We were sitting around R’s coffee table after dinner, R, H, N and C getting ready to go out, and M and I getting ready to go home, playing Cards Against Humanity and sipping whiskey like water. My stomach and my cheeks ached from how hard I was laughing at how depraved we all are, after the least offensive card in a category read that “Preteens” were Batman’s guilty pleasure. N had said something to M earlier which she relayed to me, a simple observation looking around all of us, the Nickname Posse. Earlier that day, he’d surveyed the room and told her simply, “I like this group of people.”

Me too, doll. Absolutely me too.

Pride & Prejudice & Hooking Up

It is a truth universally acknowledged that a single man in possession of a functioning body must be in want of a single woman, at least for the night.

Rounding out a fantastic weekend of wandering the east side and singing along to Cinderella on Broadway, I dedicated the end of my Saturday night to playing wingman for a friend. We surveyed the people around us at our go-to West Village spot, mentally eliminated anyone already engaged in conversation with the opposite sex, too inebriated to hold themselves up and/or wearing Ed Hardy, and were left with a few interesting prospects. I won’t go into details of our as-yet 100% successful uh… method to making new friends, but it did give me something interesting to ponder on the way home.

Much as I love Jane Austen and still faithfully read Pride & Prejudice at least twice a year, things have changed slightly since her novel of manners was published. I love losing myself in those pages, trying to understand the rules and decorum of a time where “weekends” were a foreign concept and bonnets were still socially acceptable, but let’s be real: husband hunting is not the only goal in life for educated women anymore. While there are the modernized versions of overbearing-mother-matchmaking (looking at you, Christian Mingle), by and large relationships seem to skip the “getting to know you” phase in favor of the fun parts. Only after the fun parts are deemed at least passable on both ends do we ask for important details, like last names and thoughts on Beyonce. I give you: hooking up.

I'm sure that's what Jane meant.

I’m sure that’s what Jane Austen meant.

The same prides and prejudices that led Darcy and Elizabeth to bicker their way into true love haven’t really changed from the eras of “courting someone” to the hook-up culture of our generation. True, you can’t compare a fancy dance at a ball with twerking at Village Tavern, but whether husband-hunting or looking for a friend to “walk you home,” we scan the room and determine: who is “good enough” for me, who isn’t, and why. What if Jane Austen were writing another novel of manners set in today’s day and age? Obviously we’d have to replace the long letters the characters exchange with 140 characters or less, and Darcy would probably work on Wall Street, but if you think about it, the major themes of the book would be fairly similar, save for a few exciting nights out with Lydia and Kitty. Hooking up may kill some part of the mysterious allure of dating, but it also forces people to be more open and honest about things earlier in whatever the relationship is. You’ve already had yourself out there physically, so why not put it all out there emotionally too?

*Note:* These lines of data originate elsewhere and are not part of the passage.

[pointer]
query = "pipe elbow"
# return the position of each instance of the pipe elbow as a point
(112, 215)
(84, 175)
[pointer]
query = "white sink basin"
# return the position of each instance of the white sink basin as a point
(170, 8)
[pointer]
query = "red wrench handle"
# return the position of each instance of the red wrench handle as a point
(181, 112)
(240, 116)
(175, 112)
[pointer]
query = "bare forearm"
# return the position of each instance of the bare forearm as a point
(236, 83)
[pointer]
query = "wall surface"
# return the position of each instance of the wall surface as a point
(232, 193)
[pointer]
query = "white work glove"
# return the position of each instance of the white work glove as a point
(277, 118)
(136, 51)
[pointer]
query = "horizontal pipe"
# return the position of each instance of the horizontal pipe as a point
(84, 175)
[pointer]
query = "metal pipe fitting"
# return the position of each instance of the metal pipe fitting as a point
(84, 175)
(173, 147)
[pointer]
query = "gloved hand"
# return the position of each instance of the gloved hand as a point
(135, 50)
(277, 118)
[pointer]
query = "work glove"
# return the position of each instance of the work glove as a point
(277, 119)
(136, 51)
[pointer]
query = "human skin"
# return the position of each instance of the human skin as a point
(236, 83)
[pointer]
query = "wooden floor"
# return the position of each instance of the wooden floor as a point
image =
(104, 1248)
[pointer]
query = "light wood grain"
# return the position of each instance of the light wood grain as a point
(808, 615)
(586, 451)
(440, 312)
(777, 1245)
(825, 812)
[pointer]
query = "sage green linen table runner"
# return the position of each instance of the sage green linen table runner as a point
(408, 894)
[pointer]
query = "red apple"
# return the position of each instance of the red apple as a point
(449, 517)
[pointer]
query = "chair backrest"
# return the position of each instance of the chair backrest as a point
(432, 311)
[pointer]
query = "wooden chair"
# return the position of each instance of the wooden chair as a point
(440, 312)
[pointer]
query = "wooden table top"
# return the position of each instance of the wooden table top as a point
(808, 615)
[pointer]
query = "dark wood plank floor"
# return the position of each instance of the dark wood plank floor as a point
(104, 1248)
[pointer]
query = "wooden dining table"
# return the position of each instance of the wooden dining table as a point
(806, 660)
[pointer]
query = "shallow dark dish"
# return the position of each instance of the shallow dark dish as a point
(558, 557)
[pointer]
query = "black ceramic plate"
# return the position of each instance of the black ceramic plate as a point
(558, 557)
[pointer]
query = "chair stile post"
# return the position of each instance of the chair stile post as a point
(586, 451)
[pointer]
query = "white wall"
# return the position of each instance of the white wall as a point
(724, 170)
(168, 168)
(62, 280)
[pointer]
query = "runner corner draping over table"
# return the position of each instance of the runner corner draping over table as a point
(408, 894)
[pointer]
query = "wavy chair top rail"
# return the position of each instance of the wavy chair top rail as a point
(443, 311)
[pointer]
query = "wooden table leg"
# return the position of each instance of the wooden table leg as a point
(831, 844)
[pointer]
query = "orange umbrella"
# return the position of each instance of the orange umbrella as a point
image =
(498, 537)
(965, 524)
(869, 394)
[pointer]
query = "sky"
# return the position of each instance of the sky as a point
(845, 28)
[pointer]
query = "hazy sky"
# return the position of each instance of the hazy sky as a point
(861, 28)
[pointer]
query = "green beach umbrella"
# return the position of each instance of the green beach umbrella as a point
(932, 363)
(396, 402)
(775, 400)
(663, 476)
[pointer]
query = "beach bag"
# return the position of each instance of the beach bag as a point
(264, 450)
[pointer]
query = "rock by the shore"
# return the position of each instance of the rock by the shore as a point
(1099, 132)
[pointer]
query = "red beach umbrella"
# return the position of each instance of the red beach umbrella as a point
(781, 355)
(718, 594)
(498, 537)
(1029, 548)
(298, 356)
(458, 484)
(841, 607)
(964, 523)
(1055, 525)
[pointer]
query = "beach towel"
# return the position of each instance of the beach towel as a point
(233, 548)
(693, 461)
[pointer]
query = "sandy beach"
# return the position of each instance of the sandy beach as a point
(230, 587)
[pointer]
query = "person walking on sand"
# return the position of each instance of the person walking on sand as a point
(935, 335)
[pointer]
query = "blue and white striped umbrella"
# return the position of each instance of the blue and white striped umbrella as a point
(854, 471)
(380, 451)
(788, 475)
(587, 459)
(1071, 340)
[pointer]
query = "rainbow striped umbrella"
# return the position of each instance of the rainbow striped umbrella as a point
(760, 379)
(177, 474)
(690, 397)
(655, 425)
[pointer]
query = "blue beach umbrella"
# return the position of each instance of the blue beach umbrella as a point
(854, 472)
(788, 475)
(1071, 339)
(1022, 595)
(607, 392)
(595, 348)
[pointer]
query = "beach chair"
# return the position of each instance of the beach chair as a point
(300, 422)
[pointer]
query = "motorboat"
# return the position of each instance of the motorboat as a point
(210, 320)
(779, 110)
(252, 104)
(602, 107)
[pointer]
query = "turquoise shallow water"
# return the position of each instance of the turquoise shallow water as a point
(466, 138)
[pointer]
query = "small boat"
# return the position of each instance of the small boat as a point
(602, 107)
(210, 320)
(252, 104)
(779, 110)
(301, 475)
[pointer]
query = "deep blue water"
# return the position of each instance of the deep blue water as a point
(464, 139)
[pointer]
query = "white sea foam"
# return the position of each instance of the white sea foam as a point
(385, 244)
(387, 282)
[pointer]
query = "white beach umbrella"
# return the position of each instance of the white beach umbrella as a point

I’m sure Jane Austen is rolling in her grave at the idea that her beautiful novel is in any way related to a culture where a guy from the bar last night thought it was a good idea to grab my waist before asking my name (hope you enjoyed that beer down your pants bro). But our generation just took the concept and gave it a fun spin. Their prides and your prejudices aren’t limited to finding a man for a lifetime. Sometimes it’s fun to work on that skill just for the night.